“The Walk”: Film Review
October 7, 2015
“The Walk,” directed by veteran Robert Zemeckis comes out at a perfect time; CGI has finally advanced enough to recreate the crazy acrobatics of Philippe Petit, and America has reached a point of nostalgia towards the twin towers.
Joseph Gordon Levitt’s performance of Petit begins with one of the cheesiest movie devices that would normally sink the theatrical integrity, but Levitt is not so easily written off.
Atop the Statue of Liberty is Petit, triumphantly smiling to the audience, as he goes into his life story and how he came to wire walk across the Twin Towers. This is a constant shot in the film, but due to Petit’s energetic attitude, and Levitt’s spot on portrayal, it is done with success.
The intro of the movie does a good job giving the audience a good first impression of who Philippe Petit was.
We learn of a man that is strange, charismatic, and a big dreamer. The character is interesting and fresh in a world of smooth talking, laid back leading characters that plague most movies.
The rest of his adventures are best described as a heist movie that leads up to his wire walking between the Twin Towers.

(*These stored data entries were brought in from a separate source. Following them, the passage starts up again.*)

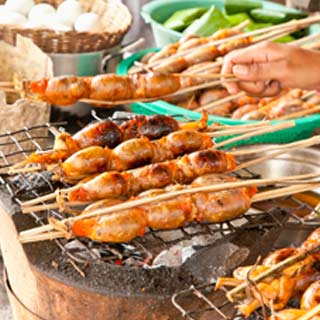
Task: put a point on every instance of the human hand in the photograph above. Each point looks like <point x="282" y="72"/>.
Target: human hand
<point x="264" y="69"/>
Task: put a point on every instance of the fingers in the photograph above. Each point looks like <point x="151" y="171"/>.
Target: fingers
<point x="256" y="64"/>
<point x="260" y="71"/>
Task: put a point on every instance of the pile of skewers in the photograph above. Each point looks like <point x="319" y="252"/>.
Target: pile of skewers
<point x="176" y="73"/>
<point x="117" y="193"/>
<point x="285" y="274"/>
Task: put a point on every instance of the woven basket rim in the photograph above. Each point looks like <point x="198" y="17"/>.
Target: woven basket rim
<point x="124" y="8"/>
<point x="51" y="41"/>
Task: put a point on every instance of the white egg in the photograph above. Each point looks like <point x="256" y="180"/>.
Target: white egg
<point x="32" y="24"/>
<point x="69" y="11"/>
<point x="88" y="22"/>
<point x="39" y="10"/>
<point x="20" y="6"/>
<point x="3" y="9"/>
<point x="12" y="18"/>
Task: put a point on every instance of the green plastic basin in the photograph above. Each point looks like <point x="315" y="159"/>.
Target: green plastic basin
<point x="304" y="128"/>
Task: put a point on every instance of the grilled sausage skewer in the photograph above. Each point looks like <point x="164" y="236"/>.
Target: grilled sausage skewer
<point x="108" y="133"/>
<point x="297" y="274"/>
<point x="158" y="175"/>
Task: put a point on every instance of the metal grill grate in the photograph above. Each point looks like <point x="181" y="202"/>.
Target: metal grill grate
<point x="139" y="252"/>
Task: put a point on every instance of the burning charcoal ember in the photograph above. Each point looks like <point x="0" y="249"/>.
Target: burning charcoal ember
<point x="217" y="260"/>
<point x="82" y="251"/>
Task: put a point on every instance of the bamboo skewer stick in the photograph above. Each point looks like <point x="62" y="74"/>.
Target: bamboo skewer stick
<point x="219" y="127"/>
<point x="310" y="314"/>
<point x="266" y="148"/>
<point x="45" y="232"/>
<point x="276" y="127"/>
<point x="276" y="268"/>
<point x="304" y="41"/>
<point x="297" y="24"/>
<point x="181" y="91"/>
<point x="220" y="102"/>
<point x="273" y="194"/>
<point x="300" y="114"/>
<point x="209" y="76"/>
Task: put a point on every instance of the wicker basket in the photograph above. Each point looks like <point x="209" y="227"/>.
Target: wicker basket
<point x="115" y="17"/>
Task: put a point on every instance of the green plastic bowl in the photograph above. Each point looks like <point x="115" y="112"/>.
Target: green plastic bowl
<point x="158" y="11"/>
<point x="304" y="128"/>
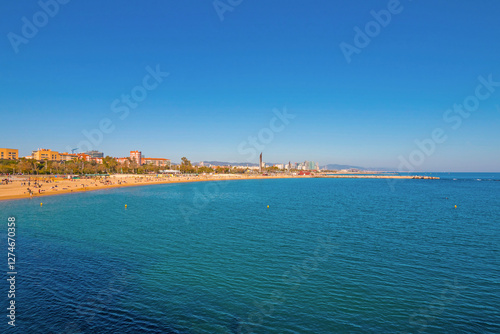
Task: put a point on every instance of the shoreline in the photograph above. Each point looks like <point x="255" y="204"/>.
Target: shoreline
<point x="51" y="186"/>
<point x="15" y="191"/>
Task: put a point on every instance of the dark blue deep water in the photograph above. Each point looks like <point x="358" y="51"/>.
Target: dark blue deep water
<point x="327" y="256"/>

The walk itself is when the CGI becomes an important player. It allows Zemeckis to film a thrilling recreation of the walk with a great actor rather than a great wire walker.
To put it plainly, the CGI of the twin towers looks real.
Levitt looks like he could fall to his death, and the thrill of watching a man risk his life feels authentic.
The World Trade Center has changed meaning in the past decade. This is not a story about that, nor is there even a gleam in Petit’s crazed eye.
Yet it is hard to see this movie set in the 70s in this light. The movie addresses this in its call to remember the Twin Towers as they stood.
Petit’s dream of walking his wire across the towers gave the audience, looking up into the fog filled sky in 1974, a chance to appreciate the Towers affectionately for the first time.
This moment, this shift in thought, is what the movie allows the audience of today to fully re-identify with, allowing the Twin Towers to be understood in a positive light once more.
Change is what this movie displays well. Change in Petit as he comes to understand his craft and how to further it. Change in the Twin Towers as they become iconic. Change in cinematic usage of CGI to recreate real events safely and successfully.
The Walk is a movie that can appeal to the most casual moviegoer as well as the jaded, hyper-critical film fanatic. It is a balancing act that does not have its trade offs, but is able to safely walk this line in a graceful manner.